Written informed consent was obtained from the patient.

Discussion

SGLT2is are widely used as excellent agents for managing diabetes, while providing metabolic, cardiovascular and renal benefits , , . However, several adverse effects are concerned. DKA is a significant risk for patients taking SGLT2is, especially when there are precipitating factors, such as illness, infection and surgery , . In several countries, it is recommended that SGLT2is be discontinued preoperatively. The half‐life of 25 mg empagliflozin is reported to be 18.0 h according to the package insert. In the present case, empagliflozin was taken for the last time 28 h before surgery. However, in the case of surgery, it might be necessary to consider the potential effects of anesthesia and muscle relaxants on the half‐life. In Australia, for example, cessation at least 3 days preoperatively is recommended based on the half‐life and dose‐dependent offset time of SGLT2is . In the present case, besides the use of SGLT2is with an insufficient withdrawal period, the patient was speculated to have infection with empyema and surgery as risk factors of DKA. In particular, as the present patient initially showed mixed acidemia, possibly as a result of the retention of carbon dioxide under the isolated one‐lung ventilation in addition to accumulation of ketone, it is necessary to pay attention to the management of DKA during thoracic surgery. In addition, the initial drip infusion during surgery was at a low concentration of glucose without insulin. Although insulin glargine was injected the night before, it is also possible that an insufficient dosage of glucose and insulin made the DKA worse in the present case.

Early detection and intervention are critical for management of DKA associated with SGLT2is.
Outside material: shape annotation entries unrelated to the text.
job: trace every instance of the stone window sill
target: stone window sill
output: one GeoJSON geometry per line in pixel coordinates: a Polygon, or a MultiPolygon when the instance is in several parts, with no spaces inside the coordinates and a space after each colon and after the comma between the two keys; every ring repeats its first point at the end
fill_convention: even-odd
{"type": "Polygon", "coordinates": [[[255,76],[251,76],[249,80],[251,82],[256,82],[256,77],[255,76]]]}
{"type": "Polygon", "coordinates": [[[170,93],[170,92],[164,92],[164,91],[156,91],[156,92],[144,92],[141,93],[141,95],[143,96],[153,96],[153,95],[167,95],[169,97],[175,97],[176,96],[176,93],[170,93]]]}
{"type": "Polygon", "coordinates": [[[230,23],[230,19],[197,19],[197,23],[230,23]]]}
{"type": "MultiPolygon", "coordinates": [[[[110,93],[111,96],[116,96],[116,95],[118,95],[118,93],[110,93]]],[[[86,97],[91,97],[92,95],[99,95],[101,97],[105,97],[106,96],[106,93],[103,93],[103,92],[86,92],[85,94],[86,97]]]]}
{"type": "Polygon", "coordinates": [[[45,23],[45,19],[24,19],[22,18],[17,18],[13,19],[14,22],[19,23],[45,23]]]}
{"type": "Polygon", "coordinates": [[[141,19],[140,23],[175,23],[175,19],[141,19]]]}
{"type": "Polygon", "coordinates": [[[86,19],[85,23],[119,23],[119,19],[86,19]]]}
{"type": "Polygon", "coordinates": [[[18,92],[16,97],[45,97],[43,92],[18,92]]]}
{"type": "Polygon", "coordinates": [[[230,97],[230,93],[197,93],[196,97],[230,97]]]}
The US Food and Drug Administration highlighted awareness among practitioners, DKA symptoms and the potential for lower than expected blood glucose levels when precipitating factors for DKA associated with SGLT2is are present in patients . However, as the symptoms are atypical and the blood glucose levels could be lower than expected, the diagnosis tends to be delayed in DKA associated with SGLT2is. In the present case, it is possible that eDKA had already developed before the surgery, although the patient had no symptoms of acidemia at that point. Thus, when it is difficult to take a sufficient withdrawal period of SGLT2is preoperatively, it is important to monitor ketone and acidosis, even before surgery, for the early detection and immediate management of DKA.

Several situations/diseases are raised as the general differential diagnosis of euglycemic ketoacidosis: pregnancy, restriction on caloric intake, glycogen storage diseases or defective gluconeogenesis as a result of alcohol abuse or chronic liver disease. As for the mechanism of eDKA associated with SGLT2is under stress, situations, such as delivery of a potentially low dose of insulin, increased secretion of counter hormones and dehydration status on the surgical day, could be speculated , , . Under stress, such as surgery or illness, increased secretion of counter hormones, such as glucagon, leads to ketogenesis owing to such reasons as lipolysis providing sufficient free fatty acid substrate for production of ketone bodies or hepatic glucose production. Meanwhile, in patients treated with both SGLT2is and insulin, increased renal excretion of glucose might result in treatment with insufficient insulin to suppress lipolysis and ketogenesis, even if blood glucose levels are not increased. Therefore, sufficient insulin delivery, and careful clinical and biochemical monitoring are required to prevent perioperative eDKA in patients treated with dual SGLT2is and insulin.

In summary, we presented a patient with type 2 diabetes and bacterial empyema, who developed intraoperative eDKA associated with empagliflozin. This is the first case of eDKA associated with SGLT2is during thoracic surgery, which could be rapidly resolved by emergent intervention. When patients are taking SGLT2is, especially those with precipitating factors, it is clinically important to be aware of the potential risk of eDKA and to increase monitoring for the immediate initiation of treatment.

DISCLOSURE

The authors declare no conflict of interest.